If so, that was news to me. "I am?"
"Damn straight, you are." He gave the bike another pat. "This baby? It was reserved for a different VIP – a big secret name." He grinned. "But then, look who I spot a few blocks away, heading for Pickett's Pedals."
Pickett's what? It had to be a bike rental place, but I hadn't been anywhere near one. In fact, after hitting a few fudge shops, the only place I'd been heading was back to my suite to make a surprise acquisition.
And I didn't mean of real estate.
When I said nothing in reply, the guy asked, "Ring any bells?"
"Nope.
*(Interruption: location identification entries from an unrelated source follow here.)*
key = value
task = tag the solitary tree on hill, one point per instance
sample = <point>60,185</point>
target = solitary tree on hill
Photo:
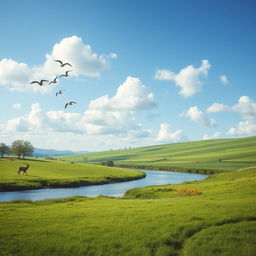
<point>3,149</point>
<point>22,148</point>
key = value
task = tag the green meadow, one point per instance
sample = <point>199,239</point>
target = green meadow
<point>213,217</point>
<point>210,155</point>
<point>216,216</point>
<point>47,173</point>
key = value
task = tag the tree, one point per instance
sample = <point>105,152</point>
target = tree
<point>22,148</point>
<point>3,149</point>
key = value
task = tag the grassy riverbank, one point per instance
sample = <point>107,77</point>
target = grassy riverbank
<point>48,173</point>
<point>207,156</point>
<point>213,217</point>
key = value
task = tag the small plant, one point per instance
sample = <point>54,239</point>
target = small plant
<point>188,192</point>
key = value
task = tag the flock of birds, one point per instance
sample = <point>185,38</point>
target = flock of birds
<point>54,81</point>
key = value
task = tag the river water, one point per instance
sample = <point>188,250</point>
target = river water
<point>114,190</point>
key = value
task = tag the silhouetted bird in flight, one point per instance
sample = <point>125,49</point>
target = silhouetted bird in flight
<point>66,74</point>
<point>63,64</point>
<point>54,81</point>
<point>40,83</point>
<point>59,92</point>
<point>70,103</point>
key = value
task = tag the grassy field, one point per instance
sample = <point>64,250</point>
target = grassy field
<point>213,217</point>
<point>216,216</point>
<point>48,173</point>
<point>210,155</point>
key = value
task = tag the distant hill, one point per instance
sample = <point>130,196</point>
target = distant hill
<point>39,152</point>
<point>218,154</point>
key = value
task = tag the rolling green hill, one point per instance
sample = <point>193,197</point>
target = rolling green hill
<point>215,155</point>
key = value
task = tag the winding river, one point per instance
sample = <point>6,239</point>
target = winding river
<point>113,190</point>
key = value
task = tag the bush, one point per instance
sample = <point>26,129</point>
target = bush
<point>188,192</point>
<point>108,163</point>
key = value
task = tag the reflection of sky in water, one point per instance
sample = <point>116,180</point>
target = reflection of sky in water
<point>115,190</point>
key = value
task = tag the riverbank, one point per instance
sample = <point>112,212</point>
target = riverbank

No bells here."
His eyes gleamed as he leaned forward. "Sure, dude. But I was the one who got it, not you."
From a few feet away, the woman turned to the tourist next to her – a beefy guy in a blue shirt – and said, "I'm glad someone got it, because honestly? I'm a little confused."
The tourist replied, "If you think this is confusing, you should see what's going on at the coffee shop. It's like every man for himself in there."
That got my attention. "Wait, what coffee shop?"
The tourist hitched a thumb toward the place where Tessa worked. "That one."
I frowned. "So there's a problem?"
He snorted. "That's one word for it. It's so crazy, the customers are serving themselves. It's like Lord of the Flies in there."
I wasn't liking the sounds of that.
I was still eyeing the coffee shop when the shark rider called out, "Hey, Vaughn." When I turned to look, he smiled like we were suddenly best buddies. "No hard feelings, alright?"
My thoughts were still tangled up with Tessa. Absently, I replied, "About what?"
"Oh, come on. You're Ryder Vaughn, a mega VIP. It must be hard getting told no."
True, it wasn't a word I heard often, but I still had no idea what he meant. And I sure as hell didn't call myself a VIP.
Into my silence, he said, "But you can't win every time, right?" And with that, he pushed off like a guy leading a parade. Over his shoulder, he called back with a snicker, "Anyway, good luck with a regular bike."
He said "regular" like the bike in question would chew off my balls and spit them into traffic.
I just stood there, watching him go – but not for long. Shark or not, I had bigger fish to fry.
Apparently, there was some crisis at the coffee shop, and hell if I'd let Tessa face it alone.